Tucson voters will decide on raise for mayor, city council

Voters last approved a raise for the city's leaders in 1999.

360 tucson chambers city hall City of Tucson's council chambers in downtown.
AZPM Staff

The Tucson mayor and city council are once again asking voters for a raise, which the voters have denied consistently for more than twenty years.

The elected council members, who work full time, receive $24,000 a year, while the mayor is paid $42,000.

A citizens' commission is proposing a 50% increase for council members and a 28% hike for the mayor.

Mayor Regina Romero said Tuesday it's time for the city to catch up, not just with inflation, but with the demands of the job:

"We've moved from a small-town to the 33rd largest city in this country, with a pay for a town of 50,000," she said.

Council member Lane Santa Cruz called the recommendation inadequate.
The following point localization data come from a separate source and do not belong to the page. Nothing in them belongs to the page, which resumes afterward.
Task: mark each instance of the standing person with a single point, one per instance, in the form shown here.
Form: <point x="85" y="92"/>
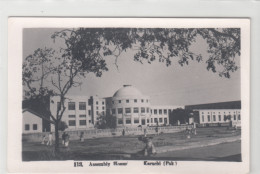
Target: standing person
<point x="82" y="137"/>
<point x="43" y="139"/>
<point x="67" y="137"/>
<point x="63" y="138"/>
<point x="49" y="139"/>
<point x="123" y="132"/>
<point x="156" y="130"/>
<point x="145" y="132"/>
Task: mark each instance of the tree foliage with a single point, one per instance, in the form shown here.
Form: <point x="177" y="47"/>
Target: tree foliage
<point x="163" y="44"/>
<point x="62" y="126"/>
<point x="49" y="72"/>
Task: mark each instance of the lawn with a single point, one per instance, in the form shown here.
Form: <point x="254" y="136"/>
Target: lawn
<point x="121" y="147"/>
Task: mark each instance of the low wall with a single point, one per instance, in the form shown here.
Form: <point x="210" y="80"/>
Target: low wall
<point x="97" y="133"/>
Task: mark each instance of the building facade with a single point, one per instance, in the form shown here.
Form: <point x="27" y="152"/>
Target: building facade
<point x="219" y="115"/>
<point x="32" y="122"/>
<point x="78" y="114"/>
<point x="131" y="109"/>
<point x="222" y="112"/>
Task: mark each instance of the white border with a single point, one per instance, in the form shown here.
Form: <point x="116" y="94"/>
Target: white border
<point x="15" y="97"/>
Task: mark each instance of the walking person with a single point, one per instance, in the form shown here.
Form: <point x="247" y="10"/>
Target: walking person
<point x="82" y="137"/>
<point x="63" y="138"/>
<point x="49" y="139"/>
<point x="67" y="137"/>
<point x="123" y="132"/>
<point x="145" y="132"/>
<point x="43" y="139"/>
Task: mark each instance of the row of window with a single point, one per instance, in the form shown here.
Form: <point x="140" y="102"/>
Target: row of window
<point x="27" y="127"/>
<point x="219" y="118"/>
<point x="103" y="108"/>
<point x="136" y="121"/>
<point x="219" y="112"/>
<point x="128" y="101"/>
<point x="81" y="122"/>
<point x="103" y="103"/>
<point x="140" y="110"/>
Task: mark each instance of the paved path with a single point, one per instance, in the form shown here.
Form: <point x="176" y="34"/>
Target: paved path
<point x="191" y="145"/>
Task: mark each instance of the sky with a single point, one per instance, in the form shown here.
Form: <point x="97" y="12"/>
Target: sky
<point x="172" y="85"/>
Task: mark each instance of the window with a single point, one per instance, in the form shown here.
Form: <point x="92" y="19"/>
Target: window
<point x="136" y="120"/>
<point x="136" y="110"/>
<point x="72" y="116"/>
<point x="72" y="123"/>
<point x="34" y="126"/>
<point x="58" y="106"/>
<point x="119" y="121"/>
<point x="127" y="110"/>
<point x="128" y="121"/>
<point x="82" y="122"/>
<point x="119" y="110"/>
<point x="165" y="120"/>
<point x="142" y="110"/>
<point x="82" y="105"/>
<point x="71" y="105"/>
<point x="27" y="127"/>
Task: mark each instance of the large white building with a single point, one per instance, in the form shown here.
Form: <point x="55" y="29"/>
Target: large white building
<point x="128" y="105"/>
<point x="81" y="112"/>
<point x="213" y="113"/>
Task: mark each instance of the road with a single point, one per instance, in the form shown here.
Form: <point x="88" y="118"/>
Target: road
<point x="221" y="152"/>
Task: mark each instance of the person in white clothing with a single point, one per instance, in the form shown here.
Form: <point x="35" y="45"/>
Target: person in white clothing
<point x="49" y="139"/>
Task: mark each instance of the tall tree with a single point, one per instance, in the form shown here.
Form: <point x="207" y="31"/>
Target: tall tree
<point x="48" y="72"/>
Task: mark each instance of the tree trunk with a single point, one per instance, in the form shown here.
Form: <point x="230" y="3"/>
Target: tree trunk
<point x="56" y="136"/>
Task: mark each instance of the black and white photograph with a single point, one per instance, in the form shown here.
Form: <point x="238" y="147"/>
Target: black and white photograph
<point x="108" y="95"/>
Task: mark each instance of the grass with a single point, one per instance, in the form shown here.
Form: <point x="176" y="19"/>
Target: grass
<point x="117" y="147"/>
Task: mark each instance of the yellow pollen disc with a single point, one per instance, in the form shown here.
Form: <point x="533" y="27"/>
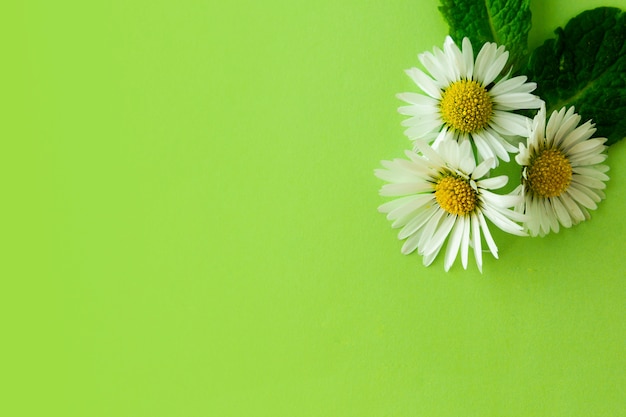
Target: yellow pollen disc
<point x="455" y="195"/>
<point x="550" y="173"/>
<point x="466" y="106"/>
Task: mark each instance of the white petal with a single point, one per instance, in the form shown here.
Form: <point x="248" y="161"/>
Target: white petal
<point x="490" y="242"/>
<point x="454" y="242"/>
<point x="424" y="82"/>
<point x="476" y="242"/>
<point x="561" y="212"/>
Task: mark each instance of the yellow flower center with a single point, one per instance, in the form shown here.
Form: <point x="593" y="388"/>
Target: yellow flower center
<point x="466" y="106"/>
<point x="455" y="195"/>
<point x="550" y="173"/>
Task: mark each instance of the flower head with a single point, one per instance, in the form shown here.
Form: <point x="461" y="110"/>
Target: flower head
<point x="441" y="195"/>
<point x="467" y="99"/>
<point x="562" y="172"/>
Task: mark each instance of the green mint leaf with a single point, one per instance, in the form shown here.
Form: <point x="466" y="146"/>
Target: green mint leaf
<point x="505" y="22"/>
<point x="585" y="67"/>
"We're expected to show up and be on, you know, 24/7 to do this," she told the council on Tuesday. "And we want to serve the public but to then come back and say, 'well, this is what we value that work that you do,' is disappointing."

The voters last approved a raise for the mayor and council in 1999.

Even with the proposed raises, council members would earn the same as a street maintenance worker, while the mayor's paycheck would be slightly less than an entry-level police officer's.

The question will appear in this November's city election ballot alongside an initiative raising the minimum wage in Tucson $15 an hour, which is also more than a city council member makes.